De Dresden a Bayreuth, os encontros e desencontros de Gottfried Semper e Richard Wagner 

Em artigo na Revista CONCERTO deste mês de outubro, o maestro Júlio Medaglia lembra os 130 anos de nascimento do professor, maestro e compositor alemão Artur Hartmann, que teve importante atividade aqui no Brasil nas décadas de 1950 e 1960. 

Hartmann foi o meu avô materno, mas não o conheci. Quando eu soube mais sobre ele e descobri que ele havia sido músico, eu já estudava no Conservatório do Brooklin, de Sígrido Levental, e já tocava flauta na antiga Orquestra Jovem do Theatro Municipal de São Paulo. 

Hartmann, como Medaglia conta no artigo, viveu e trabalhou muitos anos em Dresden, capital da Saxônia. Natural, portanto, que eu tenha um interesse especial por essa cidade, que visitei quando era estudante de música em Berlim, nos anos 1980 (não me esquecerei da data em que saí de trem de Berlim, 27 de abril de 1986, um dia após o trágico acidente na usina atômica de Tchernobil...).

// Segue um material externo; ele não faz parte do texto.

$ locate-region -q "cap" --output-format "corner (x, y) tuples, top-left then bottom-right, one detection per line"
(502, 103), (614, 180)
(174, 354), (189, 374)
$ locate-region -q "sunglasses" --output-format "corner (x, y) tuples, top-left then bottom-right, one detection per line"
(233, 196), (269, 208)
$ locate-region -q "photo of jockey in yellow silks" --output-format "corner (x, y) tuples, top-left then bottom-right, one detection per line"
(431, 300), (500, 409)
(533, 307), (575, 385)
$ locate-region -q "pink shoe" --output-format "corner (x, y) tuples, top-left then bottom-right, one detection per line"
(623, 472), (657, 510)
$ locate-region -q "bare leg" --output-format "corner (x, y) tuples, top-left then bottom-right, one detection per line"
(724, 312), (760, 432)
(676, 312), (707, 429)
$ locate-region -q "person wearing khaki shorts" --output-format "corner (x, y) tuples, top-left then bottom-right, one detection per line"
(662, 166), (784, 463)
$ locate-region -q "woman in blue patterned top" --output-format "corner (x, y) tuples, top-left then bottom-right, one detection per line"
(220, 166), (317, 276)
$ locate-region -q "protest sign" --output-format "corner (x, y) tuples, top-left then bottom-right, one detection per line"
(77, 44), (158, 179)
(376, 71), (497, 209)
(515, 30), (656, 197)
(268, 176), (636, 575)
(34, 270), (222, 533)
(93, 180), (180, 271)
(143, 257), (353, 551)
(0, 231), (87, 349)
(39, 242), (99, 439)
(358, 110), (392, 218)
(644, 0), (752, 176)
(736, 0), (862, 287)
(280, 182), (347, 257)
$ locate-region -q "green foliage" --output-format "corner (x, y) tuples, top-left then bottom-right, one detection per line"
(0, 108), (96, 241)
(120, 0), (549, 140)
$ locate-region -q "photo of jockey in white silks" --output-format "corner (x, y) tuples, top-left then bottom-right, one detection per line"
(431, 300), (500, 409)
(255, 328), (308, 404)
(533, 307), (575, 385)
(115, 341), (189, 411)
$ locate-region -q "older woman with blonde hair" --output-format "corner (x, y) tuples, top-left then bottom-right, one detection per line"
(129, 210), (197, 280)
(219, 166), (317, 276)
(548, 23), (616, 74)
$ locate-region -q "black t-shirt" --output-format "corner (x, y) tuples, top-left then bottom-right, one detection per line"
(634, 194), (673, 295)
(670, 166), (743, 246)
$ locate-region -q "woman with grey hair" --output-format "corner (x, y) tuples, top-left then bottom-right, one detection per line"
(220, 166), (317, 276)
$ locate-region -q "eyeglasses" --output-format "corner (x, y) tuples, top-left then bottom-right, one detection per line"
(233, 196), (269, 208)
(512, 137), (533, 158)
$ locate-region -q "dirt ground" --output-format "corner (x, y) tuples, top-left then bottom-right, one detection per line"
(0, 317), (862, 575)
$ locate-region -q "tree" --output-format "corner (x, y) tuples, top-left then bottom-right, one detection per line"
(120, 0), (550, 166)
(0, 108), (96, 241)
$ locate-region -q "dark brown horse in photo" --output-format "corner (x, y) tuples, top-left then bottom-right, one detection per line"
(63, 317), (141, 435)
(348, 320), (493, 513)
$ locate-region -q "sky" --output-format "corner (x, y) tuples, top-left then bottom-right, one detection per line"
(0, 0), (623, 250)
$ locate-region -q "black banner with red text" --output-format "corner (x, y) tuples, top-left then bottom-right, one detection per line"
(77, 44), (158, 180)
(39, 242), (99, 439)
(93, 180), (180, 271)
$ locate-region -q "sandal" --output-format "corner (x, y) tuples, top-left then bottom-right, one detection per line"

Naquela época, diversos monumentos de Dresden ainda eram ruínas que nos lembravam dos ataques da Força Aérea Real Britânica nos estertores da Segunda Guerra Mundial. Na noite do dia 13 ao dia 14 de fevereiro de 1945, os aliados transformaram aquela cidade, considerada então uma das mais belas da Europa, em uma bola de fogo. As vidas se perderam para sempre, mas um desses monumentos, a centenária casa de ópera Semperoper, havia sido restaurado em todo o seu esplendor e tinha sido reinaugurado no ano anterior.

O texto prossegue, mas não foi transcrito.